ANDREA MAGNUS, ALAN MAGNUS, CHARLOTTE LEAVITT AS THE ADMINISTRATIX OF THE ESTATE OF FRIEDA CHASE, AND CHARLOTTE LEAVITT INDIVIDUALLY, PLAINTIFFS,
v.
FORTUNE BRANDS, INC., F/K/A AMERICAN BRANDS, INC., THE AMERICAN TOBACCO COMPANY, PHILIP MORRIS INCORPORATED, PHILIP MORRIS COMPANIES, INC., LIGGETT GROUP, INC., N/K/A BROOKE GROUP, LTD., LIGGETT & MYERS TOBACCO COMPANY, BROWN & WILLIAMSON TOBACCO CORPORATION, BROWN & WILLIAMSON INDUSTRIES, INC., INDIVIDUALLY AND AS SUCCESSOR BY MERGER OF FORTUNE BRANDS, INC., F/K/A AMERICAN BRANDS, INC; AND THE AMERICAN TOBACCO COMPANY; THE TOBACCO INSTITUTE, INC. AND THE COUNCIL FOR TOBACCO RESEARCH-USA, INC., DEFENDANTS.



The opinion of the court was delivered by: Gershon, District Judge.

    Memorandum and Order

Plaintiffs Andrea Magnus ("Magnus"), Alan Magnus and Charlotte Leavitt individually and as the administratrix of the estate of Frieda Chase ("Chase") bring an action against cigarette manufacturers, their current or former parent holding companies and two industry-related associations to recover damages for personal injuries allegedly suffered as a result of smoking cigarettes. Magnus suffers from cancer of the larynx, emphysema and/or other serious illnesses. Chase suffered from cancer of the throat, emphysema, and/or other serious illnesses before she died during the pendency of this action. Plaintiff Alan Magnus is Andrea Magnus's husband.

Defendants Liggett & Myers Tobacco Co., Brown & Williamson Tobacco Corporation ("Brown & Williamson"), Philip Morris Incorporated ("Philip Morris"), and the American Tobacco Company (collectively, the "Manufacturing Defendants") all manufacture or used to manufacture cigarettes.

Defendant Liggett Group, Ltd. is the parent of Liggett & Myers Tobacco Co. Defendant Philip Morris Companies, Inc. is the parent of Philip Morris. Defendant Brown & Williamson Industries, Inc. is the parent of Brown & Williamson. Defendant Fortune Brands, Inc. (formerly known as American Brands, Inc.) used to maintain the American Tobacco Company as a subsidiary until it sold the company to Brown & Williamson in 1995. None of these defendants (collectively, the "Corporate Parents") manufactures or distributes cigarettes.

Defendant Council for Tobacco Research, Inc. ("CTR") is a not-for-profit corporation that funds scientific research on tobacco use. Defendant Tobacco Institute, Inc. ("TI") is a not-for-profit trade association.
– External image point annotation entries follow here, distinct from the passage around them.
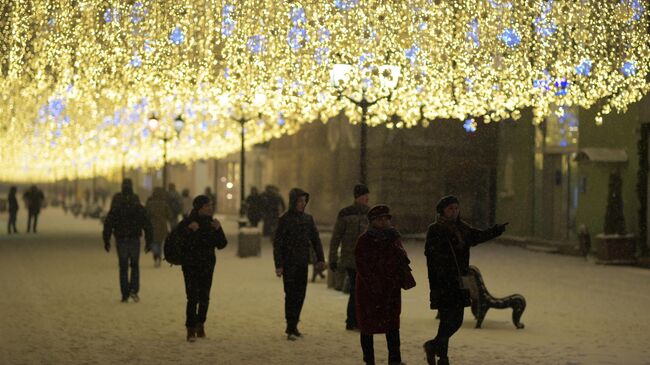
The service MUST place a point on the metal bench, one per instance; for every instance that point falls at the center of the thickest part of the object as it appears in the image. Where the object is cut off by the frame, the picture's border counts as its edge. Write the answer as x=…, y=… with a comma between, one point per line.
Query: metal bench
x=482, y=300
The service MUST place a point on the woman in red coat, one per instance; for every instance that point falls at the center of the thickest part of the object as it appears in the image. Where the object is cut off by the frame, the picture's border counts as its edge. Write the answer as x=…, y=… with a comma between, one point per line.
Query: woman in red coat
x=379, y=255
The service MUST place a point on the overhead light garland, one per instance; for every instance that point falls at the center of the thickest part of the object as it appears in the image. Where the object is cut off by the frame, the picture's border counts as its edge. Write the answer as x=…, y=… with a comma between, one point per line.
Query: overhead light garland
x=80, y=78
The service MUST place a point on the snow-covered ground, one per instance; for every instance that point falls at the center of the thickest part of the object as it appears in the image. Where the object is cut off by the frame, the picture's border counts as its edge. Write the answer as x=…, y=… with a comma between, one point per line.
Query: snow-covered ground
x=59, y=304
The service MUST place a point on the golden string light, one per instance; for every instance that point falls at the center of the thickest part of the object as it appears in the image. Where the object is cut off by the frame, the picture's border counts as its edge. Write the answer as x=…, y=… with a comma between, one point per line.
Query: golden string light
x=80, y=78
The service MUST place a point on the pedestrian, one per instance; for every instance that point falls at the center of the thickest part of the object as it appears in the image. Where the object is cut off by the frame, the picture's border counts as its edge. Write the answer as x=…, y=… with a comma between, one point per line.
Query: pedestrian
x=34, y=200
x=273, y=205
x=379, y=257
x=202, y=235
x=126, y=220
x=295, y=235
x=187, y=203
x=160, y=216
x=447, y=249
x=13, y=210
x=351, y=222
x=175, y=203
x=254, y=207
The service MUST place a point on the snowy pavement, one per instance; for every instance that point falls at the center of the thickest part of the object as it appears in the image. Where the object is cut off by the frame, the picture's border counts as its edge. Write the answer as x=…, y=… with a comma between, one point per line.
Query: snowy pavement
x=60, y=304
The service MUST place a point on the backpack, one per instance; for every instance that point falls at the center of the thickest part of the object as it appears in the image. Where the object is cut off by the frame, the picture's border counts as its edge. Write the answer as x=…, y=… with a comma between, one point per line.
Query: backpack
x=174, y=248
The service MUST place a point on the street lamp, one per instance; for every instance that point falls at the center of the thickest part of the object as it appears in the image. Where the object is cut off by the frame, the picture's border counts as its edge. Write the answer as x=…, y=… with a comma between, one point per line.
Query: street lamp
x=154, y=125
x=389, y=76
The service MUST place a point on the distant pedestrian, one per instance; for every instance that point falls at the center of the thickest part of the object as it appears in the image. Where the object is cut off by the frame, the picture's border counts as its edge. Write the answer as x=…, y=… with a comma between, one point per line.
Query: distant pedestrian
x=202, y=235
x=379, y=257
x=175, y=203
x=34, y=200
x=273, y=205
x=447, y=249
x=351, y=222
x=295, y=236
x=187, y=203
x=13, y=210
x=127, y=219
x=160, y=215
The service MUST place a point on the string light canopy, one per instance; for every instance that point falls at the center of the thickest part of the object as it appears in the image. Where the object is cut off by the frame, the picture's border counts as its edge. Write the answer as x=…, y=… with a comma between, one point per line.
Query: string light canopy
x=80, y=78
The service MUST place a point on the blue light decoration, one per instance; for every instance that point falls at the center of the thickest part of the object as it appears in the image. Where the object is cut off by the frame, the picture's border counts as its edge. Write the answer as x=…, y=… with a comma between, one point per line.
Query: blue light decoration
x=177, y=36
x=112, y=15
x=629, y=68
x=256, y=43
x=297, y=38
x=321, y=55
x=412, y=53
x=345, y=5
x=584, y=68
x=228, y=23
x=510, y=37
x=472, y=34
x=470, y=125
x=136, y=62
x=562, y=86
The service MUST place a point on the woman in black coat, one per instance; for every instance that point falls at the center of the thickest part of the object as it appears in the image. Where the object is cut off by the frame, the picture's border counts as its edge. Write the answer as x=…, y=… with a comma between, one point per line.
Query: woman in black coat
x=447, y=250
x=202, y=235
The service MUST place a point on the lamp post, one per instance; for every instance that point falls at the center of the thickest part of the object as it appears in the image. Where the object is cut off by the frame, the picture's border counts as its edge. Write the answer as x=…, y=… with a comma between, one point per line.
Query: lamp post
x=340, y=74
x=154, y=125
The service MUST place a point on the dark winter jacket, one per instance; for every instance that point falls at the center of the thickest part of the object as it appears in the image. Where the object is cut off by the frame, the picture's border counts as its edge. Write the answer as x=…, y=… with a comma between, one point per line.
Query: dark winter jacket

Plaintiffs sue defendants, individually and as co-conspirators, aiders and abettors and concerted actors and allege: (1) failure to warn, (2) fraud and deceit, (3) negligent and defective design, (4) strict liability, (5) breach of an express warranty, and (6) breach of an implied warranty. Specifically, plaintiffs claim that defendants failed to warn that cigarette smoking causes cancer and is addictive; distributed deceptive information regarding the addictive nature of nicotine and the health risks of smoking cigarettes; and intentionally controlled and continue to control the levels of nicotine in cigarettes to maintain and maximize their addictive effect.

Plaintiffs' motion to amend the complaint to add additional factual allegations is granted. For the reasons set forth below, defendants' motion to partially dismiss the complaint pursuant to Federal Rule of Civil Procedure 12(6)(6)*fn1 is granted in part and denied in part.

DISCUSSION

When exercising diversity jurisdiction, a district court applies the choice of law rules of the state in which it sits in order to determine which state's law is applicable to the matter before the court. Klaxon Co. v. Stentor Electric Mfg. Co., 313 U.S. 487, 496, 61 S.Ct. 1020, 85 L.Ed. 1477 (1941). "[U]nder New York conflicts principles, controlling effect is accorded to the law of the jurisdiction which has the greatest concern with, or interest in, the specific issue raised in the litigation." David Tunick, Inc. v. E.W. Kornfeld, 813 F. Supp. 988, 994 (S.D.N Y 1993) (quotations and citations omitted). Where, as here, conduct regulating laws are at issue, and the parties are domiciled in different states, the place of injury is generally the determining factor. See Cooney v. Osgood Machinery, Inc., 81 N.Y.2d 66, 74, 595 N.Y.S.2d 919, 612 N.E.2d 277 (1993). Plaintiffs allege that Magnus is a resident of New Jersey and that her exposure to defendants' products and her illnesses occurred in New Jersey. Thus, defendants agree that Magnus's claims are governed by New Jersey law. Plaintiffs further allege that Chase was a resident of Maine and that her exposure to defendants' products and her resulting illnesses occurred in Maine. Defendants, however, do not agree that Leavitt's claims as the administratrix of Chase's estate are governed by Maine law. Nonetheless, they offer no ground for applying the law of any other state. Therefore, Maine law will be applied here.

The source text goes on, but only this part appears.